La Iglesia, el día 8 de septiembre, celebra el nacimiento de la Bienaventurada Virgen María. Ella nacía y, en un cierto sentido, junto a Ella nacía místicamente ya el Hijo, porque María llevaba en su alma una plenitud de gracia, que le venía de Aquél que nacería de Ella. Había sido redimida en modo sublime, “preservada” del pecado en “previsión” de los méritos del Redentor. Por esto, se habla de Ella como de la Aurora que precede el surgimiento del Sol.

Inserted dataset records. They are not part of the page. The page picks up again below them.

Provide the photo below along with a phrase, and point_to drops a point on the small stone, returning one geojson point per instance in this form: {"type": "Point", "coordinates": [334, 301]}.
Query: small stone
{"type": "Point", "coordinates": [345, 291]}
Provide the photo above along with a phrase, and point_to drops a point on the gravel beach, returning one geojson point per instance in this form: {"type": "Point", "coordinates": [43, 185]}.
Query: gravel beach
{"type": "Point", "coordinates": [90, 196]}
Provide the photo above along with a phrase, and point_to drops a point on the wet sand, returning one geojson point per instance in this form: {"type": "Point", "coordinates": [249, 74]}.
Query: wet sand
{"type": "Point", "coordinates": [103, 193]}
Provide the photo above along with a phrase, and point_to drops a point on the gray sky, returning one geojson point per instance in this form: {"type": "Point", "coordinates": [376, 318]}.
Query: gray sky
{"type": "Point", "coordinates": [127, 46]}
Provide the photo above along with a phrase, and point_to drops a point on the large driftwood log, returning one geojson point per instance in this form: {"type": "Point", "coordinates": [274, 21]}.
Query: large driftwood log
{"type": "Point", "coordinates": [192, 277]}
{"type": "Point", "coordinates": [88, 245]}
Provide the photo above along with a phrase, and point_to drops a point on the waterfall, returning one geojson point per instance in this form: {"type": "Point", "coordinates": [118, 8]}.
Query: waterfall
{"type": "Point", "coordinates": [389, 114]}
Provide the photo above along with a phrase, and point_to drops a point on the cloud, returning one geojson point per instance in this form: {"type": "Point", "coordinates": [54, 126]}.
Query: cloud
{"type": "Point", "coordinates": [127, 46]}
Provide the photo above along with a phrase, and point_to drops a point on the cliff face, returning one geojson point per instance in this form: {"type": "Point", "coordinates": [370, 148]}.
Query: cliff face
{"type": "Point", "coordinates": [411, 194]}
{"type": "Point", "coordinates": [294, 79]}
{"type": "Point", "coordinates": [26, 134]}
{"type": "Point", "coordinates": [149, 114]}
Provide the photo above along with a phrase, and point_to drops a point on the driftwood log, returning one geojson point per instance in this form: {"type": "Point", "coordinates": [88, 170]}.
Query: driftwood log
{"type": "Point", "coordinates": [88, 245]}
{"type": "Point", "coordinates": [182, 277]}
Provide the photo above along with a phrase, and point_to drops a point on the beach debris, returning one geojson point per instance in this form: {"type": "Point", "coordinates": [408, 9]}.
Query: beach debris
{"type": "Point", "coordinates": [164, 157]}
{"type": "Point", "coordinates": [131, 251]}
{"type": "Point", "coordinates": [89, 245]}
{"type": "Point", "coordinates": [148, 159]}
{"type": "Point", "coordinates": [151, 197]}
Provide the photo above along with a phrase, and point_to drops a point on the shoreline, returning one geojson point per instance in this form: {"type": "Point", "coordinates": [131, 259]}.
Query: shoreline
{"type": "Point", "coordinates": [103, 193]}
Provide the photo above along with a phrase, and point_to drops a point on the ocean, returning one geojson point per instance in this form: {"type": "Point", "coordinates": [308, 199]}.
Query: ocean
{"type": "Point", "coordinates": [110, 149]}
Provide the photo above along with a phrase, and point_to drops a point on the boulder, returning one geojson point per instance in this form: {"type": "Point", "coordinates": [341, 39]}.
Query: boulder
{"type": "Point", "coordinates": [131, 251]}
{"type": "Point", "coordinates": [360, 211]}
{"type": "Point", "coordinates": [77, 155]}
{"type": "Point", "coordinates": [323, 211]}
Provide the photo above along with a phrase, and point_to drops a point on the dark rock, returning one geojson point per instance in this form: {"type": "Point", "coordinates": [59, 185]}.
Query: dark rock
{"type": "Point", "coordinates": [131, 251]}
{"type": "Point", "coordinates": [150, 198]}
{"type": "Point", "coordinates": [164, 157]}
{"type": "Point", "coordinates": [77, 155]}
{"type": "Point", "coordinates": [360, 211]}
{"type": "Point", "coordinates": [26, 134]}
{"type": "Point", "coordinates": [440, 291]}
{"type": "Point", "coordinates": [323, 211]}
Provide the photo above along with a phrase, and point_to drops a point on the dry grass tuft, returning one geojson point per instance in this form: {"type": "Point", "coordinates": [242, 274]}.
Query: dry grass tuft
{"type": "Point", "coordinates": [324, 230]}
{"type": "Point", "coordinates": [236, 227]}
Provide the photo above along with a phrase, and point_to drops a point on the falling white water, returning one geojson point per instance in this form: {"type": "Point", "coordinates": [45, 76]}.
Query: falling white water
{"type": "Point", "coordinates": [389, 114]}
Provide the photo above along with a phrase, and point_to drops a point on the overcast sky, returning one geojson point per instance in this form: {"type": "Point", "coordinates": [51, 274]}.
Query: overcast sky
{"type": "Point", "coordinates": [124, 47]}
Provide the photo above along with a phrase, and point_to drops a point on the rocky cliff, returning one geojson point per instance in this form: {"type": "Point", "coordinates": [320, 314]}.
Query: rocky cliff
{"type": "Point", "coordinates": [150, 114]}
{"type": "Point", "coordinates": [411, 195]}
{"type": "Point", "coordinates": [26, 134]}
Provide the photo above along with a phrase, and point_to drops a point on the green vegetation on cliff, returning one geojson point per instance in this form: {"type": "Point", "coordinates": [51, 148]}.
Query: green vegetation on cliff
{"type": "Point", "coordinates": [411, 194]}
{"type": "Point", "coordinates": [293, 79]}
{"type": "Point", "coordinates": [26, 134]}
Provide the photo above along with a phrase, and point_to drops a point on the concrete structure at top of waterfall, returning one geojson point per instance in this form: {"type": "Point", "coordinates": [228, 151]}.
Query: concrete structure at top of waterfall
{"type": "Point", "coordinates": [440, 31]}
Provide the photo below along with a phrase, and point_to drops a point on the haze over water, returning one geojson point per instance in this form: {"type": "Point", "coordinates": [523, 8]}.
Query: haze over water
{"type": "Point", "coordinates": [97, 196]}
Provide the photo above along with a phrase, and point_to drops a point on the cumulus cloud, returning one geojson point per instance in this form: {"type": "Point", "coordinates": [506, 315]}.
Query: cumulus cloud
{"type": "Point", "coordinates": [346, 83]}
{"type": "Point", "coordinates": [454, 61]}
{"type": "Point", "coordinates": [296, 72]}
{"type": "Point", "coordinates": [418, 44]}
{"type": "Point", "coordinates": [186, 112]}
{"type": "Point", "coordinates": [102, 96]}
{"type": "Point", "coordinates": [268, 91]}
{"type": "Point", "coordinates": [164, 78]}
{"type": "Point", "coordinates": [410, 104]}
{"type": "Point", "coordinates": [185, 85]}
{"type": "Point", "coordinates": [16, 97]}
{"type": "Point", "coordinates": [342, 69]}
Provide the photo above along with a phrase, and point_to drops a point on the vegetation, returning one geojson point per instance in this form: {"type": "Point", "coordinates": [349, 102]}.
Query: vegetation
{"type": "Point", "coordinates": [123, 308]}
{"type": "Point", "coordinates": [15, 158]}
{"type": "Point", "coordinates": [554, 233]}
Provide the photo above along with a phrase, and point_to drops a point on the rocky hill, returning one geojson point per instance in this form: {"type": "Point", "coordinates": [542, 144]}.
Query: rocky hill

Como la luz de la aurora es un reflejo de la luz del Sol, así la gracia en María es reflejo de la Gracia de Cristo, que de Él proviene y que Lo precede. Como comenta profundamente San Andrés de Creta, en la fiesta del nacimiento de María comienza a desplegarse para nosotros el misterio de la Encarnación del Verbo de Dios y en Él nos son dados todos los bienes. “Éste es el compendio de todos los beneficios que Cristo nos ha hecho; ésta es la revelación del designio amoroso de Dios: su anonadamiento, su encarnación y la consiguiente divinización del hombre. Convenía, pues, que esta fulgurante y sorprendente venida de Dios a los hombres fuera precedida de algún hecho que nos preparara a recibir con gozo el gran don de la salvación. Y éste es el significado de la fiesta que hoy celebramos, ya que el nacimiento de la Madre de Dios es el exordio de todo este cúmulo de bienes, exordio que hallará su término y complemento en la unión del Verbo con la carne que le estaba destinada. El día de hoy nació la Virgen; es luego amamantada y se va desarrollando; y es preparada para ser la Madre de Dios, rey de todos los siglos” (De la 2ª lectura del Oficio del 8 de septiembre, de San Andrés de Creta, Obispo).
El corazón del creyente no puede sino abrirse a la alabanza de la excelsa grandeza de María y dirigirle palabras llenas de amor y veneración:
“Ave, oh Madre del Astro perenne,
Ave, aurora del místico día,
Ave, las fraguas de errores Tú apagas,
Ave, conduces con tu brillo a Dios.
Ave, al odioso tirano arrojaste del trono,
Ave, Tú a Cristo nos das, clemente Señor,
Ave, rescate Tú eres de ritos nefandos,
Ave, Tú eres quien salvas del cieno opresor.
Ave, Tú el culto del fuego destruyes,
Ave, Tú extingues la llama del vicio,
Ave, Tú enseñas la ciencia al creyente,
Ave, Tú gozo de todas las gentes.
¡Ave, Virgen y Esposa!” (Del himno litúrgico “Akathistos”, del siglo V).